GEMS pairs generative AI, which proposes novel molecular structures, with predictive AI that estimates critical properties such as potency, selectivity, and drug-like behavior. The platform integrates deep learning with physics-based modeling so that candidate molecules can be evaluated computationally before they are ever synthesized in the lab. This allows Genesis to search enormous regions of chemical space and concentrate experimental resources on the most promising compounds, targeting diseases that have proven difficult for traditional medicinal chemistry.

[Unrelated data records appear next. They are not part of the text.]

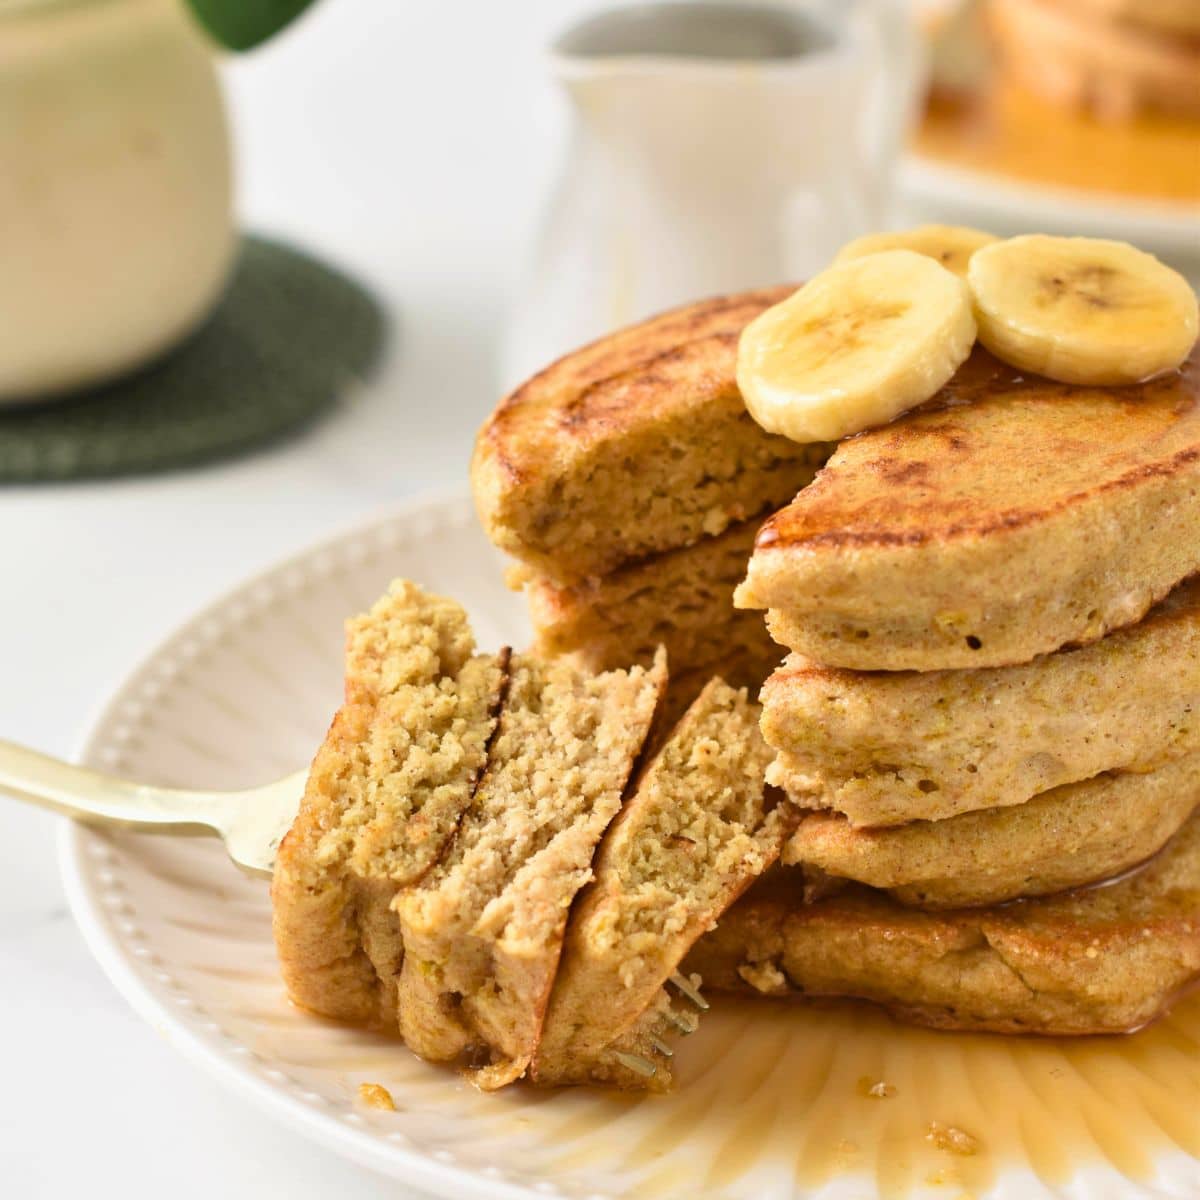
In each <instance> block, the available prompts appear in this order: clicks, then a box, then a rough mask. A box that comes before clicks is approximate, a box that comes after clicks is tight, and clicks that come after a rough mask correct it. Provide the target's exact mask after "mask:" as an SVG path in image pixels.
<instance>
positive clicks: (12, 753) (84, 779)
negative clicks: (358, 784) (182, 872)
mask: <svg viewBox="0 0 1200 1200" xmlns="http://www.w3.org/2000/svg"><path fill="white" fill-rule="evenodd" d="M306 775H307V772H306V770H299V772H296V773H295V774H294V775H288V776H286V778H284V779H278V780H276V781H275V782H274V784H264V785H263V786H262V787H248V788H246V790H244V791H240V792H193V791H186V790H184V788H178V787H152V786H150V785H148V784H131V782H128V781H126V780H124V779H114V778H113V776H110V775H103V774H101V773H100V772H98V770H91V769H89V768H88V767H74V766H72V764H71V763H67V762H61V761H60V760H58V758H52V757H49V755H43V754H38V752H37V751H36V750H29V749H26V748H25V746H19V745H14V744H13V743H11V742H4V740H0V794H6V796H11V797H13V798H14V799H18V800H26V802H29V803H30V804H38V805H41V806H42V808H47V809H52V810H53V811H55V812H62V814H65V815H66V816H68V817H74V818H76V820H77V821H82V822H84V823H85V824H90V826H101V827H107V828H118V829H137V830H139V832H142V833H167V834H191V835H194V834H199V835H209V836H217V838H221V839H222V840H223V841H224V845H226V851H227V852H228V853H229V857H230V858H232V859H233V862H234V864H235V865H236V866H240V868H241V869H242V870H244V871H246V872H247V874H250V875H257V876H266V877H269V876H270V875H271V871H272V870H274V869H275V854H276V852H277V851H278V848H280V842H281V841H282V840H283V835H284V834H286V833H287V832H288V829H289V828H290V826H292V822H293V820H295V815H296V811H298V810H299V808H300V798H301V796H302V794H304V785H305V778H306Z"/></svg>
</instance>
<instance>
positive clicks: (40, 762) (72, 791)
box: [0, 739, 218, 833]
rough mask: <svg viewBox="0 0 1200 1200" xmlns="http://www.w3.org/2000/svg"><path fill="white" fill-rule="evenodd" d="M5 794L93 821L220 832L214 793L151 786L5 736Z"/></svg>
mask: <svg viewBox="0 0 1200 1200" xmlns="http://www.w3.org/2000/svg"><path fill="white" fill-rule="evenodd" d="M0 794H4V796H11V797H12V798H13V799H17V800H24V802H26V803H29V804H37V805H41V806H42V808H47V809H50V810H52V811H54V812H61V814H64V815H66V816H68V817H74V818H76V820H77V821H84V822H86V823H89V824H96V826H110V827H118V828H125V829H151V830H160V832H163V833H166V832H168V830H169V832H170V833H216V832H218V830H217V827H216V826H215V824H214V823H212V811H211V797H209V796H206V794H205V793H204V792H185V791H181V790H179V788H170V787H150V786H148V785H145V784H131V782H127V781H126V780H124V779H114V778H112V776H110V775H103V774H101V773H100V772H98V770H91V769H89V768H88V767H76V766H72V764H71V763H67V762H62V761H61V760H59V758H52V757H50V756H49V755H44V754H40V752H38V751H37V750H30V749H28V748H26V746H19V745H17V744H14V743H12V742H5V740H2V739H0Z"/></svg>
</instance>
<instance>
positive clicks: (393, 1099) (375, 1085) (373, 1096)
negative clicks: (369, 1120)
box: [359, 1084, 396, 1112]
mask: <svg viewBox="0 0 1200 1200" xmlns="http://www.w3.org/2000/svg"><path fill="white" fill-rule="evenodd" d="M359 1099H360V1100H361V1102H362V1103H364V1104H365V1105H366V1106H367V1108H368V1109H380V1110H382V1111H384V1112H395V1111H396V1102H395V1100H394V1099H392V1098H391V1092H389V1091H388V1088H386V1087H384V1086H383V1084H359Z"/></svg>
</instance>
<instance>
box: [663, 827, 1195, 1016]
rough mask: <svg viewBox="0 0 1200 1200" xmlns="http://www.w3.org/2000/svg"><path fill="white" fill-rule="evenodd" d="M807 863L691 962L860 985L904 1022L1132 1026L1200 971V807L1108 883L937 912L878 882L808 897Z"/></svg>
mask: <svg viewBox="0 0 1200 1200" xmlns="http://www.w3.org/2000/svg"><path fill="white" fill-rule="evenodd" d="M800 876H802V872H800V871H796V870H794V869H791V868H780V869H779V871H778V872H776V874H775V876H773V877H769V878H768V877H764V878H763V880H762V881H761V882H760V883H758V884H756V886H755V887H754V888H751V890H750V892H748V893H746V895H745V896H744V898H743V899H742V900H740V901H738V904H736V905H734V906H733V907H732V908H731V910H730V911H728V912H727V913H726V914H725V917H724V918H722V919H721V923H720V925H718V928H716V929H715V930H714V931H713V932H712V934H709V935H708V936H706V937H703V938H702V940H701V941H700V942H698V943H697V944H696V947H695V948H694V949H692V952H691V954H690V955H689V956H688V959H686V960H685V964H684V970H688V971H697V972H700V974H701V976H702V977H703V980H704V986H706V988H707V989H733V990H757V991H760V992H767V994H768V995H786V994H788V992H799V994H802V995H809V996H857V997H860V998H863V1000H871V1001H876V1002H877V1003H881V1004H884V1006H886V1007H888V1008H889V1009H892V1010H893V1012H895V1013H896V1015H899V1016H901V1018H905V1019H907V1020H913V1021H918V1022H920V1024H923V1025H932V1026H936V1027H938V1028H948V1030H992V1031H997V1032H1004V1033H1122V1032H1126V1031H1128V1030H1134V1028H1138V1027H1139V1026H1141V1025H1145V1024H1146V1022H1147V1021H1151V1020H1153V1019H1154V1018H1156V1016H1157V1015H1159V1014H1160V1013H1162V1012H1163V1009H1164V1007H1165V1006H1168V1004H1169V1003H1170V1002H1171V998H1172V997H1174V996H1176V995H1177V994H1178V992H1180V991H1181V990H1182V989H1183V988H1186V986H1188V985H1189V984H1192V983H1193V982H1194V980H1195V979H1196V978H1198V976H1200V815H1198V816H1193V817H1192V818H1190V820H1189V821H1188V823H1187V824H1186V826H1184V827H1183V828H1182V829H1181V830H1180V832H1178V833H1177V834H1176V835H1175V836H1174V838H1172V839H1171V841H1170V842H1168V845H1166V848H1165V850H1163V851H1162V853H1159V854H1158V856H1157V857H1156V858H1154V859H1153V860H1152V862H1151V863H1148V864H1147V865H1146V866H1145V869H1144V870H1141V871H1138V872H1135V874H1133V875H1130V876H1128V877H1126V878H1124V880H1122V881H1120V882H1117V883H1112V884H1111V886H1109V887H1099V888H1091V889H1087V890H1081V892H1068V893H1063V894H1060V895H1055V896H1045V898H1043V899H1039V900H1018V901H1014V902H1013V904H1009V905H1003V906H1000V907H995V908H962V910H956V911H952V912H943V913H930V912H920V911H918V910H914V908H905V907H904V906H902V905H899V904H896V902H895V901H894V900H890V899H889V898H888V896H886V895H883V894H882V893H878V892H872V890H871V889H870V888H862V887H857V886H853V887H850V888H847V889H846V890H845V892H841V893H838V894H835V895H833V896H830V898H829V899H827V900H821V901H817V902H815V904H805V902H804V899H803V881H802V878H800Z"/></svg>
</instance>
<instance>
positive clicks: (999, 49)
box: [988, 0, 1200, 118]
mask: <svg viewBox="0 0 1200 1200" xmlns="http://www.w3.org/2000/svg"><path fill="white" fill-rule="evenodd" d="M988 23H989V26H990V30H991V32H992V35H994V38H995V42H996V46H997V49H998V52H1000V61H1001V67H1002V70H1003V71H1004V72H1006V73H1007V74H1009V76H1012V77H1013V78H1015V79H1016V80H1018V82H1019V83H1020V84H1021V85H1022V86H1025V88H1028V89H1030V90H1032V91H1036V92H1038V94H1040V95H1043V96H1046V97H1048V98H1049V100H1051V101H1055V102H1058V103H1064V104H1070V106H1072V107H1080V108H1091V109H1093V110H1096V112H1098V113H1102V114H1103V115H1106V116H1114V118H1124V116H1130V115H1134V114H1136V113H1139V112H1142V110H1145V109H1151V110H1162V112H1172V113H1182V114H1188V115H1200V0H990V2H989V6H988Z"/></svg>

The company operates a hybrid business model. It forms collaborations with pharmaceutical partners to apply its platform against their targets, and it advances its own pipeline of wholly owned programs with the goal of becoming a clinical-stage company. This dual approach lets Genesis generate near-term partnership value while building long-term equity in its own drug candidates.

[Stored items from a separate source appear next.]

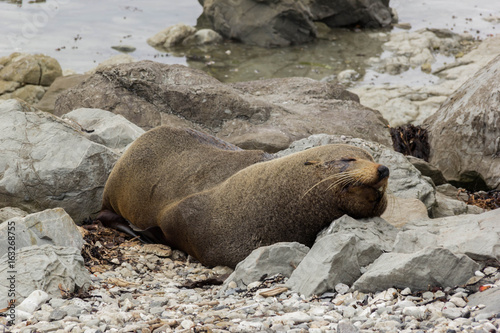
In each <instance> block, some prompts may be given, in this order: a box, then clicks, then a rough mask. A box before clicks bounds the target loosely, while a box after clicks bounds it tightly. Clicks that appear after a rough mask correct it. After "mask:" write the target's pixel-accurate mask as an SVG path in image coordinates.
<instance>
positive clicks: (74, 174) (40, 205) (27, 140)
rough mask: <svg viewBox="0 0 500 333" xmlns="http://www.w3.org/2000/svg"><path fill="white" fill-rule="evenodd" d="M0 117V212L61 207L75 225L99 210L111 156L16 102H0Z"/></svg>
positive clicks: (108, 169) (54, 122) (117, 158)
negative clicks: (17, 207) (21, 209)
mask: <svg viewBox="0 0 500 333" xmlns="http://www.w3.org/2000/svg"><path fill="white" fill-rule="evenodd" d="M0 117H1V118H2V122H1V123H0V150H2V152H3V157H4V158H2V159H1V160H0V207H1V206H4V207H5V206H13V207H18V208H21V209H23V210H25V211H27V212H37V211H40V210H42V209H47V208H55V207H62V208H64V210H65V211H66V212H67V213H68V214H69V215H70V216H71V217H72V218H73V219H74V220H75V221H77V222H79V221H81V220H83V219H85V218H87V217H88V216H89V215H90V214H92V213H94V212H96V211H98V210H99V208H100V201H101V197H102V192H103V189H104V184H105V182H106V179H107V177H108V175H109V173H110V172H111V168H112V167H113V165H114V163H115V162H116V160H117V159H118V155H117V154H116V153H115V152H113V151H112V150H110V149H109V148H107V147H105V146H103V145H100V144H96V143H94V142H92V141H90V140H88V139H87V138H86V137H85V135H84V134H83V133H82V132H81V131H79V130H78V129H75V128H74V127H72V126H70V125H69V124H68V123H67V122H65V121H63V120H61V119H59V118H57V117H55V116H53V115H51V114H50V113H46V112H42V111H38V110H36V109H34V108H32V107H30V106H27V105H25V104H22V103H20V102H19V101H16V100H7V101H3V102H2V101H0Z"/></svg>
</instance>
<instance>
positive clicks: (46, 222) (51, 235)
mask: <svg viewBox="0 0 500 333" xmlns="http://www.w3.org/2000/svg"><path fill="white" fill-rule="evenodd" d="M11 228H13V229H11ZM12 230H14V233H15V247H16V249H21V248H23V247H27V246H32V245H38V246H40V245H44V244H51V245H55V246H64V247H74V248H75V249H77V250H78V251H81V249H82V246H83V243H84V240H83V238H82V235H81V234H80V232H79V231H78V229H77V227H76V225H75V223H74V222H73V220H72V219H71V217H70V216H69V215H68V214H67V213H66V212H65V211H64V209H62V208H54V209H48V210H44V211H43V212H39V213H34V214H30V215H27V216H25V217H14V218H11V219H9V220H8V221H6V222H5V223H2V224H0V244H1V246H0V256H3V255H5V254H6V253H7V252H8V247H7V244H8V240H9V235H11V233H9V231H12Z"/></svg>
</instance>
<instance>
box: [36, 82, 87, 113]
mask: <svg viewBox="0 0 500 333" xmlns="http://www.w3.org/2000/svg"><path fill="white" fill-rule="evenodd" d="M87 77H88V75H84V74H73V75H68V76H59V77H57V78H56V79H55V80H54V82H53V83H52V84H51V85H50V87H49V89H48V90H47V91H46V92H45V94H44V95H43V97H42V99H41V100H40V101H39V102H38V103H36V104H35V105H34V106H35V107H36V108H37V109H39V110H42V111H47V112H53V111H54V105H55V104H56V98H57V96H59V94H60V93H61V92H63V91H65V90H67V89H70V88H72V87H74V86H76V85H77V84H79V83H80V82H82V81H83V80H85V79H86V78H87Z"/></svg>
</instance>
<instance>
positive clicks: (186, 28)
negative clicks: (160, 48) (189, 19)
mask: <svg viewBox="0 0 500 333" xmlns="http://www.w3.org/2000/svg"><path fill="white" fill-rule="evenodd" d="M195 32H196V28H194V27H192V26H189V25H186V24H184V23H177V24H175V25H173V26H170V27H168V28H165V29H163V30H162V31H160V32H158V33H157V34H156V35H154V36H153V37H151V38H148V40H147V42H148V44H149V45H151V46H153V47H159V48H163V49H168V48H170V47H173V46H176V45H180V44H181V43H182V42H183V41H184V40H185V39H186V38H187V37H189V36H191V35H193V34H194V33H195Z"/></svg>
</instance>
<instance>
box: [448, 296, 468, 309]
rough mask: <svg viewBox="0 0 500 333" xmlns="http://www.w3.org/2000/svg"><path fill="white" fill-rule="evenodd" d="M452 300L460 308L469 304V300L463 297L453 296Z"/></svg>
mask: <svg viewBox="0 0 500 333" xmlns="http://www.w3.org/2000/svg"><path fill="white" fill-rule="evenodd" d="M450 302H451V303H453V304H455V305H456V306H457V307H459V308H463V307H464V306H466V305H467V302H466V301H465V300H464V299H463V298H461V297H451V298H450Z"/></svg>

In its Series B financing, Genesis raised $200 million in a round co-led by Andreessen Horowitz Bio + Health alongside a major U.S.-based life-sciences investor, with new participation from Fidelity Management & Research, BlackRock, and NVIDIA's venture arm NVentures, plus existing backers including T. Rowe Price, Rock Springs Capital, Radical Ventures, and Menlo Ventures. The capital is funding expansion of its discovery pipeline, continued investment in the AI platform, and the company's transition toward clinical development. With more than $280 million raised since inception, Genesis is among the more prominent AI-native drug-discovery players bridging machine learning and medicinal chemistry.